Listen to Music Like You Never Have Before Using This Incredible Google Keyboard

Culture

In February, Google decided to change digital art.

The tech giant began a huge new patronage project to encourage creative coding among digital artists. "We want to change the perception of what art can be, and what code can be," they announced. "Code is much more than just numbers on a screen." If art mirrors reality, then the DevArt project is the new art of a new world. And it just sponsored a musical work that defines our strange new era. 

Zach Lieberman is a coder and artist with a simple mission: "to surprise" and "break down the fragile boundary between the visible and invisible." He has created a bold vision of the whole Internet using only sound. 

The Internet is, without contest, defining modern communication and commerce, and it's continuing to grow at an alarming rate. It's unimaginably large and important, but is invisible to us all. Artists and programmers have been trying to represent it visuallygraphically and verbally, but Lieberman has figured out how best to show the Internet's size: through a keyboard that allows you to play it all at once.

Press a C-key and the piano will produce that note drawn from the Internet in real time. In fact, when the piano appears in London's Barbican Gallery in July, it will be hooked up to 10 speakers.
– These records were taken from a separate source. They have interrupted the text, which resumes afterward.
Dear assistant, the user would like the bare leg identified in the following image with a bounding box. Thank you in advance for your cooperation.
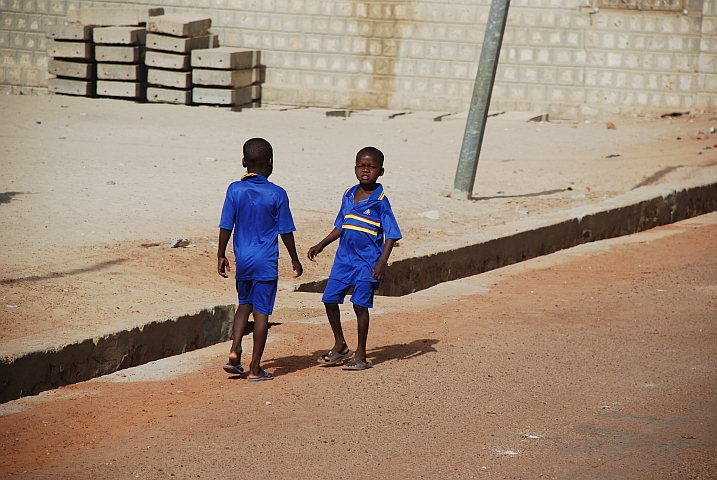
[324,303,348,353]
[249,310,269,378]
[229,303,252,365]
[354,303,369,362]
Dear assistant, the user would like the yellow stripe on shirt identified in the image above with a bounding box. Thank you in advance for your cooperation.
[341,223,378,237]
[344,213,381,227]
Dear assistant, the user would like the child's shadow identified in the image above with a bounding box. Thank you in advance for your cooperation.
[248,338,438,379]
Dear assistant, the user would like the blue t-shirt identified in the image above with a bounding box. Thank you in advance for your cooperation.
[329,185,401,285]
[219,173,296,280]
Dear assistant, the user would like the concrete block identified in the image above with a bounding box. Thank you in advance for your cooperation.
[47,78,95,97]
[147,68,192,88]
[47,58,95,80]
[192,68,257,88]
[92,27,147,45]
[97,80,147,100]
[144,50,189,70]
[147,87,192,105]
[95,45,144,63]
[97,63,147,82]
[146,33,219,53]
[192,87,252,106]
[67,7,164,27]
[147,13,212,37]
[192,47,261,70]
[47,40,93,60]
[45,24,93,42]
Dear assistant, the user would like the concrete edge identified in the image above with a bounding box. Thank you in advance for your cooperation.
[297,182,717,296]
[0,305,236,403]
[0,181,717,403]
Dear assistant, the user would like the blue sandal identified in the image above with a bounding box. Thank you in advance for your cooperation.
[222,363,246,375]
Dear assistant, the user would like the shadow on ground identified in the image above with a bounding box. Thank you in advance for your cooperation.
[224,338,438,380]
[0,258,127,285]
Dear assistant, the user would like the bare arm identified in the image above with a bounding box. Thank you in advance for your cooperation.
[371,238,396,281]
[308,227,341,262]
[281,233,304,278]
[217,228,232,278]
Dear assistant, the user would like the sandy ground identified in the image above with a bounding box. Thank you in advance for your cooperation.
[0,214,717,479]
[0,96,717,348]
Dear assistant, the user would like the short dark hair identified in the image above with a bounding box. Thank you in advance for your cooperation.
[356,147,383,167]
[242,138,274,167]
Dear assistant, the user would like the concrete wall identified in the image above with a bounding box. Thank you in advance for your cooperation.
[0,0,717,120]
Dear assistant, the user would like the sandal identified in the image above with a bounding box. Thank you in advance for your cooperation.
[222,363,246,375]
[316,349,354,367]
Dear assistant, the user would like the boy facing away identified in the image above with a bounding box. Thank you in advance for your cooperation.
[308,147,401,370]
[217,138,303,382]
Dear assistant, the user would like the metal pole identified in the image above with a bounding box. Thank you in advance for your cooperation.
[451,0,510,200]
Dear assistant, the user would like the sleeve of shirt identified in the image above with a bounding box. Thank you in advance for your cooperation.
[277,189,296,235]
[381,197,403,240]
[334,188,351,230]
[219,185,236,230]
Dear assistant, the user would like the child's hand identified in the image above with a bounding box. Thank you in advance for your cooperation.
[217,257,231,278]
[371,260,386,282]
[291,258,304,278]
[307,245,324,262]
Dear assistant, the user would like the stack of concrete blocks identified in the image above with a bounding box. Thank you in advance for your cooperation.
[47,7,164,99]
[192,47,265,108]
[45,24,96,97]
[93,26,147,100]
[145,14,219,105]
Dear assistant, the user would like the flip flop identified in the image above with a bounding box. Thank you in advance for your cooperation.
[246,370,274,382]
[222,363,245,375]
[316,349,354,367]
[341,357,373,370]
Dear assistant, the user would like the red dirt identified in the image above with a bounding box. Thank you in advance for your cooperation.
[0,214,717,479]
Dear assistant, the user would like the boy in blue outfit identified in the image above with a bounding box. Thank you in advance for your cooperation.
[217,138,303,382]
[308,147,401,370]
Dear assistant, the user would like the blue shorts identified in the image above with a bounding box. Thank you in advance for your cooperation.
[237,280,278,315]
[321,278,378,308]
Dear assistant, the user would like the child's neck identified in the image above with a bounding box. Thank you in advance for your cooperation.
[354,183,380,205]
[246,168,271,178]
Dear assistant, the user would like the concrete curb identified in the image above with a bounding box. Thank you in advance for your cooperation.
[0,305,236,403]
[297,181,717,296]
[0,178,717,403]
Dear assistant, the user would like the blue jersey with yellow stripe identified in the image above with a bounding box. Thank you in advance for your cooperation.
[329,185,401,285]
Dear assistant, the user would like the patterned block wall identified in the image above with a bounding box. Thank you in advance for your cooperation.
[0,0,717,120]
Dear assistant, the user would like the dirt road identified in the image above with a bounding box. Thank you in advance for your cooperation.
[0,95,717,346]
[0,214,717,479]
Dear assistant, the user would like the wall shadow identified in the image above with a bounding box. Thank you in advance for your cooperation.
[0,258,127,285]
[470,188,570,200]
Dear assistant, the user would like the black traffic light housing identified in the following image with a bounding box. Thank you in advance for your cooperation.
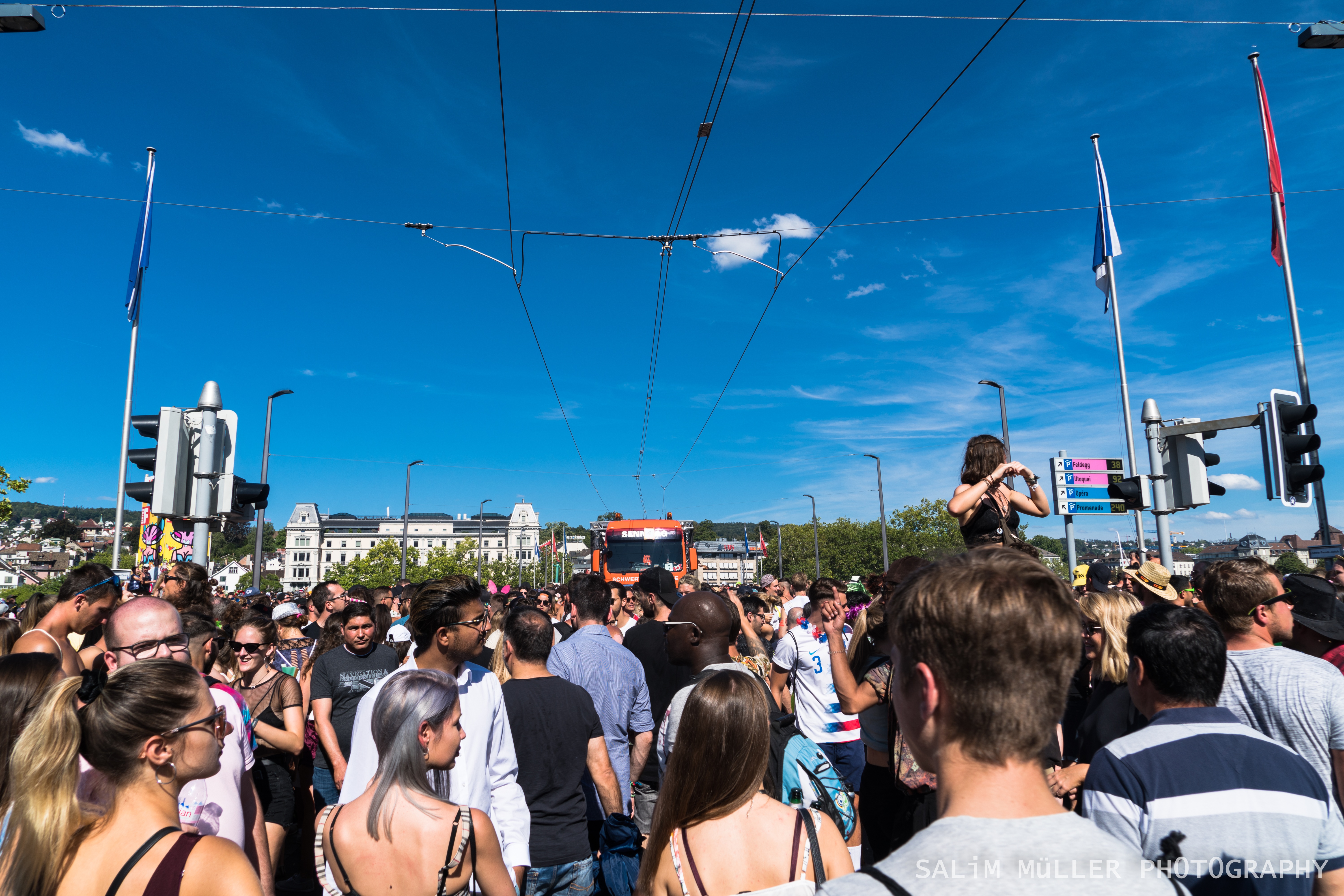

Each one will face a different direction and will be programmed to draw musical notes only from streaming radio stations in that direction. If the pianist is facing north, he might hear South Korean K-pop coming from their right, good ol' Americana Garrison Keeler from their left, a Norwegian death metal stream coming from the north and Fela Kuti from behind.

This is what our world sounds like: connected, random, wondrous.

Lieberman embraces that randomness: "One of the things I enjoy about radio is this notion of liveness, that someone somewhere is talking, singing, shouting at you through the air, and the fact that you can easily scan through cultures by changing the dial," he writes on his DevArt blog.

"In NYC, for example, when you step into a cab, you can just as easily hear meringue music or someone on the radio speaking French, etc. There's something very universal about this."

This universality is the most important aspect of this project. In amalgamating all these random streams, Liberman's project makes a larger statement about the tools and media that connect our world.

That's because music is a universal language. Nearly the whole world uses the western harmonic scale because of its simplicity and flexibility, and because of this, anyone who understands the relationship between the tones on that scale can use it to express a wide variety of emotions. The radio, the Internet and our coding languages are similarly universal.

The more that we can find new ways to utilize these kinds of universal tools to promote cultural exchange, as the creative coding at Google DevArt encourages, the more harmonious, unified and collaborative our new world can become.